Brungs Corinna, Schmid Robin, Heuckeroth Steffen, Mazumdar Aninda, Drexler Matúš, Šácha Pavel, Dorrestein Pieter C, Petras Daniel, Nothias Louis-Felix, Veverka Václav, Nencka Radim, Kameník Zdeněk, Pluskal Tomáš
Institute of Organic Chemistry and Biochemistry of the Czech Academy of Sciences, Prague, Czechia.
Department of Pharmaceutical Sciences, Faculty of Life Sciences, University of Vienna, Vienna, Austria.
Nat Methods. 2025 Sep 15. doi: 10.1038/s41592-025-02813-0.

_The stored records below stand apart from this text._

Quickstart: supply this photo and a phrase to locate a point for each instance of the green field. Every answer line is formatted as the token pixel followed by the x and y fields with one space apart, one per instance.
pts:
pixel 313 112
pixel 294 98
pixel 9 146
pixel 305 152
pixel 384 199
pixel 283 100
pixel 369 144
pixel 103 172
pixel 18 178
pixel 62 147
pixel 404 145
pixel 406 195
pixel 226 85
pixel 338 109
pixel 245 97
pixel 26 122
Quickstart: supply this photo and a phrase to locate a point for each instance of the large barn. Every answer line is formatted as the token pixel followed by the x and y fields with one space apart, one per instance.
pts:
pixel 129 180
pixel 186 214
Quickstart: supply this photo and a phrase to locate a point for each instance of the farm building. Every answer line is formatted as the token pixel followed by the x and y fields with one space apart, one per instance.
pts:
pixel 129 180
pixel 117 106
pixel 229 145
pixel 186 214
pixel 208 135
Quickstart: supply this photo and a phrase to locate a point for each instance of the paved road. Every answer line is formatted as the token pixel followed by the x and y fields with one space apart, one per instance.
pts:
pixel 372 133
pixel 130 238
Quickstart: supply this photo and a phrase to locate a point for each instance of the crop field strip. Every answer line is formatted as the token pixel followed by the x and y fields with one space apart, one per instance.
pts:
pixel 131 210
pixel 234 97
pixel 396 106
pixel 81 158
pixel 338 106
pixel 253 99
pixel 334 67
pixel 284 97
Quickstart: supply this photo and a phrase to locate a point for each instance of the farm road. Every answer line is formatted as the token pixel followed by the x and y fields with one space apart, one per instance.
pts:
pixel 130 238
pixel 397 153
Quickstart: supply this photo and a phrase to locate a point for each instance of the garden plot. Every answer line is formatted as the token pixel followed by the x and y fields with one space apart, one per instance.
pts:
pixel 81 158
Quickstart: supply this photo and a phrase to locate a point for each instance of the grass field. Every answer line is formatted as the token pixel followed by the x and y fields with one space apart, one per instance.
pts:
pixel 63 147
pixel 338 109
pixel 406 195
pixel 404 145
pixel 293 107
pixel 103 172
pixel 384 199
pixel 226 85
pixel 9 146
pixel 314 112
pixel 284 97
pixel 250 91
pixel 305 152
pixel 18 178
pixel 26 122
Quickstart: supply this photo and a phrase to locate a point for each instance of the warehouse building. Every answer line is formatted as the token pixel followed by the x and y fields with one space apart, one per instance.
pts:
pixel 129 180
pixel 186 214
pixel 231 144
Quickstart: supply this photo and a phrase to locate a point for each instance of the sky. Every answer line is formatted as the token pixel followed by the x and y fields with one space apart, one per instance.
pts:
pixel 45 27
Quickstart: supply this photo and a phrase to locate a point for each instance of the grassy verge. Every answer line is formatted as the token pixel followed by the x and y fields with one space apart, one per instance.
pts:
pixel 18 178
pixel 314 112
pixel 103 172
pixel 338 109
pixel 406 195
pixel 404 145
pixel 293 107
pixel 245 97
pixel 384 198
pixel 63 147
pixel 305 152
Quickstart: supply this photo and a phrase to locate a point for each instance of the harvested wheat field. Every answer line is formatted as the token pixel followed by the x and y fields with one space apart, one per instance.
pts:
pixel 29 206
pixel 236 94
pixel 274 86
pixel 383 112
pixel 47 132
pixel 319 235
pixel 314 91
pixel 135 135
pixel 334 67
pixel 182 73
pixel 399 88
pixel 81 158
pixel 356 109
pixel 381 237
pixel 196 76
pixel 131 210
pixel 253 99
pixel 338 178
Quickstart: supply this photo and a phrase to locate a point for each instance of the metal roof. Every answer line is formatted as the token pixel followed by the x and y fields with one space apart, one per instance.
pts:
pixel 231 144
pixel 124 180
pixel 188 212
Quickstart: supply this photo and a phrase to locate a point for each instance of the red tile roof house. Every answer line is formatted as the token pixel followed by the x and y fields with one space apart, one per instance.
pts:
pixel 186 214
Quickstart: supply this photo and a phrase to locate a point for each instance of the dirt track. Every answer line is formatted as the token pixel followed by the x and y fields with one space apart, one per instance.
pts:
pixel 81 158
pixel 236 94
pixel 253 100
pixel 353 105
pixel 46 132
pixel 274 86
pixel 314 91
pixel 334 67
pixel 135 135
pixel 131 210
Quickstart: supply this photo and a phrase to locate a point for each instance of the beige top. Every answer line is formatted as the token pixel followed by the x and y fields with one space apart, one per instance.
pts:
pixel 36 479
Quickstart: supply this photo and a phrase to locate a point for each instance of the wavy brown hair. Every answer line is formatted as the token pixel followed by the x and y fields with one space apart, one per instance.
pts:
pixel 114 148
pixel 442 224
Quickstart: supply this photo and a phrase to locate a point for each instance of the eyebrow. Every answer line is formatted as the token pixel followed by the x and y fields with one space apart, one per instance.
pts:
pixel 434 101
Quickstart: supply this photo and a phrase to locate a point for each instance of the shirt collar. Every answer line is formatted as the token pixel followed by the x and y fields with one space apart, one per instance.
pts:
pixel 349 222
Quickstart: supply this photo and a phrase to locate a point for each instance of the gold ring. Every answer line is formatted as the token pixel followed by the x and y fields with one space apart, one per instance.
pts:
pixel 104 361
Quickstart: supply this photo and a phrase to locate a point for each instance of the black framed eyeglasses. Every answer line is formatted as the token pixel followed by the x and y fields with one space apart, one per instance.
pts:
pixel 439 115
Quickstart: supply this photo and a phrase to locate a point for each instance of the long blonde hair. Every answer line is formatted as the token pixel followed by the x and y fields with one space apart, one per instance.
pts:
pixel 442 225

Untargeted high-resolution mass spectrometry is a key tool in clinical metabolomics, natural product discovery and exposomics, with compound identification remaining the major bottleneck. Currently, the standard workflow applies spectral library matching against tandem mass spectrometry (MS) fragmentation data. Multi-stage fragmentation (MS) yields more profound insights into substructures, enabling validation of fragmentation pathways; however, the community lacks open MS reference data of diverse natural products and other chemicals. Here we describe MSLib, a machine learning-ready open resource of >2 million spectra in MS trees of 30,008 unique small molecules, built with a high-throughput data acquisition and processing pipeline in the open-source software mzmine.
非靶向高分辨率质谱是临床代谢组学、天然产物发现和暴露组学中的关键工具,化合物鉴定仍然是主要瓶颈。目前,标准工作流程是将光谱库与串联质谱(MS)碎片数据进行匹配。多级碎裂(MS)能更深入地了解子结构,有助于验证碎裂途径;然而,该领域缺乏各种天然产物和其他化学品的开放MS参考数据。在此,我们描述了MSLib,这是一个可供机器学习使用的开放资源,包含30,008种独特小分子的MS树中的200多万个光谱,通过开源软件mzmine中的高通量数据采集和处理管道构建而成。